For many faculty, adding a new teaching strategy to our repertoire goes something like this. We hear about an approach or technique that sounds like a good idea. It addresses a specific instructional challenge or issue we’re having. It’s a unique fix, something new, a bit different, and best of all, it sounds workable. We can imagine ourselves doing it.
Let’s consider how this works with an example. Have you heard of exam wrappers? When exams are returned they come with a “wrapper” on which students are asked to reflect, usually on three areas related to exam performance:
- what study skills they used to prepare;
- what types of mistakes they made on the exam; and
- what modifications might improve their performance on the next test.
At a strategic moment, this technique confronts students with how they prepared and performed with an eye on the exams still to come. It’s an approach with the potential to develop metacognition—that reflective analysis and resultant insight needed to understand, in this case, what actions it takes to learn content and perform well on exams.
But is there any evidence that exam wrappers improve performance and promote metacognitive insights? For a lot of instructional strategies, we still rely on the instructor’s opinion. However, in the case of exam wrappers, we do have evidence—just not a lot and the results are mixed. In this most recent study (with a robust design), they didn’t work. Researchers Soicher and Gurung found that the wrappers didn’t change exam scores, final course grades, or scores on the Metacognitive Awareness Inventory, an empirically developed instrument that measures metacognition. Examples where exam wrappers did have positive outcomes are referenced in the study.
What instructors most want to know about any strategy is whether it works. Does it do what it’s supposed to do? We’d like the answer to be clear cut. But in the case of exam wrappers, the evidence doesn’t indicate if they’re a good idea or not. That’s frustrating, but it’s also a great example of how conflicting results lead to better questions—the ones likely to move us from a superficial to a deeper understanding of how different instructional strategies “work”.
What could explain the mixed results for exam wrappers? Does the desired outcome depend on whether students understand what they’re being asked to do? Students are used to doing what teachers tell them, pretty much without asking themselves or the teacher questions. As these researchers note, maybe students don’t “recognize the value or benefit of metacognitive skills” as they are intended to be developed by exam wrappers (p. 69).
Is effectiveness a function of how many exam wrappers a student completes? Would they be more effective if they were used in more than one course? Maybe the issue is what students write on the wrapper. Would it help if the teacher provided some feedback on what students write? In other words, the effectiveness of exam wrappers could be related to a set of activities that accompany them. Maybe they don’t work well if they’re just a stand-alone activity.

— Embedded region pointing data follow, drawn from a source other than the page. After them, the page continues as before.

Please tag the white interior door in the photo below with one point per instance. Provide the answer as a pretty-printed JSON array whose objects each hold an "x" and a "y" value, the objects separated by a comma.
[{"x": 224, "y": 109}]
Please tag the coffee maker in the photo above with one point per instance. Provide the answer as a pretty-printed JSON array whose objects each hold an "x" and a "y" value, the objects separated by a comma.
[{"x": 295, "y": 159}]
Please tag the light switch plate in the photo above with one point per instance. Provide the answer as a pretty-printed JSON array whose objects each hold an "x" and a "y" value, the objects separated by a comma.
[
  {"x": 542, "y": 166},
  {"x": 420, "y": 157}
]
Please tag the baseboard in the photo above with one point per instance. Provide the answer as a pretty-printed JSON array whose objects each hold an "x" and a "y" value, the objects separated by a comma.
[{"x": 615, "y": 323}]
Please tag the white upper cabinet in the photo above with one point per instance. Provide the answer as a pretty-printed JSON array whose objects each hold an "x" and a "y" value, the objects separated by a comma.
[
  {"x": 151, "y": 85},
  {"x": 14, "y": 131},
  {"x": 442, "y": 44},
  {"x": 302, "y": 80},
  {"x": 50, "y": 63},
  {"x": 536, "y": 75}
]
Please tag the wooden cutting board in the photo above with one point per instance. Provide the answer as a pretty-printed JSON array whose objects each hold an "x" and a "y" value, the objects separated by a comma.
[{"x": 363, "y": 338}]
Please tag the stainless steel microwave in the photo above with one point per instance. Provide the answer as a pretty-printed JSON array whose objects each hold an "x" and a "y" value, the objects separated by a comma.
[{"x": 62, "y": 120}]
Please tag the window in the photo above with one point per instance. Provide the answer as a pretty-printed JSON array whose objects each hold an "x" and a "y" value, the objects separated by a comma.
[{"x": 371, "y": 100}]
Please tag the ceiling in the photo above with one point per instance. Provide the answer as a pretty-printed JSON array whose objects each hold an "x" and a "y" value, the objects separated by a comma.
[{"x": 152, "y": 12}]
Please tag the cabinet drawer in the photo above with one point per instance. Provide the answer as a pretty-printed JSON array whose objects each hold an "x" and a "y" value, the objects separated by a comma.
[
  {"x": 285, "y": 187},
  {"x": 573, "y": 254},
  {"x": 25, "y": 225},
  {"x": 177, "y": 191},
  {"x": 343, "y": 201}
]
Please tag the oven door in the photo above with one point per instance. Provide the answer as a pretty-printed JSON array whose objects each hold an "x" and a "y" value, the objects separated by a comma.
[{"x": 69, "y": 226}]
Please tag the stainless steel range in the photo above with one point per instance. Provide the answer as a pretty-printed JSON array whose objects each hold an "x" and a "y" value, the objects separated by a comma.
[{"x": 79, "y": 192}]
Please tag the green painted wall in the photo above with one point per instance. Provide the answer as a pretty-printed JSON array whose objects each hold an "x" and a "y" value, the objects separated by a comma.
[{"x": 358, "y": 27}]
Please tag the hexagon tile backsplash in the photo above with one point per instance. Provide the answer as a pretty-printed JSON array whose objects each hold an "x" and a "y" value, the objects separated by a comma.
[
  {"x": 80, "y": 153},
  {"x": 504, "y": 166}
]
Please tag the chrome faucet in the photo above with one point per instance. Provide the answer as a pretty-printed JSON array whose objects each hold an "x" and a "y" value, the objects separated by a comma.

It could also be that students are doing exactly what we ask of them. For example, they see that they’re missing questions from the reading, and so they write that they need to keep up with the reading and not wait until the night before the exam to start doing it. But despite these accurate assessments, they still don’t keep up with the reading. Students have been known to abandon ineffective study routines reluctantly, even after repeated failure experiences.
There’s a lot more complexity than meets the eye with almost every instructional strategy. We’d love for them to be sure-fire fixes; supported with evidence and with predictably reliable outcomes. Unfortunately, how instructional strategies affect learning is anything but simple, and our thinking about them needs to reflect this complexity.
We could conclude that with mixed results and instructional contexts so variable, there’s no reason to look at the research or consider the evidence. Wrong! The value of these systematic explorations is not so much the findings but their identification of details with the potential to make a difference. So, you may start by thinking that exam wrappers are a cool idea, but that’s not all you’ve got. Sets of conditions and factors made a difference when someone else used them and took a systematic look at their effects on learning. That means you can use them having made some purposeful decisions about potentially relevant details.
Reference: Soicher, R. N. and Gurung, R. A. R., (2017). Do exam wrappers increase metacognition and performance? A single course intervention. Psychology Learning and Teaching, 16 (1), 64-73.
This Post Has 2 Comments
I have been a proponent of exam wrappers in my faculty development work. I haven’t read the study, but one factor that might explain mixed results is the way the wrappers are framed. In addition to the basic questions cited by Dr. Weimer, I recommend that faculty ask students to assess their performance on the exam. Then they compare how they think they did with how they really did. This can lead to a discussion on preparation and study skills: students who performed better than expected can be guided back to their preparation and study skills responses and told to consider keeping with that strategy. Students who did worse than expected can be counseled to re-evaluate how they prepare for an exam and to consider applying the strategies that worked for the more successful students.
The degree to which a faculty member incorporates post-exam feedback and discussion based on the students’ exam wrapper responses is another factor that I believe could account for the mixed results. If the faculty member does not take time in class or with individual students to discuss the value of certain study strategies over others or to refer students back to previous reflections, then the exam wrapper strategy probably won’t have the desired effect.
I agree sgjones – good suggestions on how to best implement this metacognitive strategy for these students.